Rodrigo‘s departure to Leeds United meant Kang-in Lee being likely to play a more advanced, more central role. And so, while Musah considers himself a central midfielder and is likely to end up there –that is where Berhalter intends to try him with the USMNT — here was a place to play.

This wasn’t manager Javi Gracia’s plan, and he wasn’t pretending to be happy with what was happening. Indeed, as the team was dismantled and assets stripped, he offered to resign. But that process did reveal other assets, beginning a look at the resources he had within reach, a search for solutions in a manager who has a habit of bringing through young players, trusting in them and making common cause with them. Which is absolutely not the same as gifting games to anyone. And if Gracia didn’t know much about Musah before he arrived at Mestalla, one day there, he was.
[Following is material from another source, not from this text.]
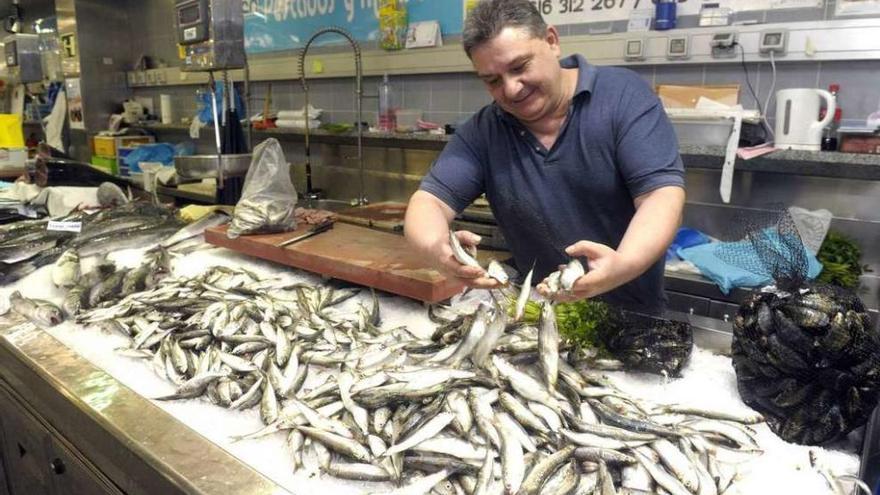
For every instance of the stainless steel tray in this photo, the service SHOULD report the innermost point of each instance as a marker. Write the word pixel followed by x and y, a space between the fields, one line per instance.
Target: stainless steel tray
pixel 205 166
And the coach was hugely impressed by what he saw.

Given the chance to play in a preseason friendly against Castellon, Musah didn’t waste it. “He’s the youngest but he has stupendous qualities,” ran one match report, “speed, strength and vision; he is daring and takes people on.” The verdict from within the technical staff was clear: so strong, so quick, his decision making was exceptional for a 17-year-old too. “He has things that are just not normal for a kid that age. He’s ready.”

Oh, he’s ready. “It’s just a question of playing and playing,” Musah said. He has played seven of Valencia’s eight games so far this season, starting with the opening day against Huesca. By the end of the night, Musah was exhausted but delighted, no avoiding the feeling that something special had begun. All that was lacking was the goal, one shot flying off the bar. “I just wanted to enjoy it,” he said afterward. “Next time, I have to score.”

Against Getafe, he did — faster, earlier than anyone else in almost 80 years. From New York to Italy, England and Spain, and from his own half to history in a flash.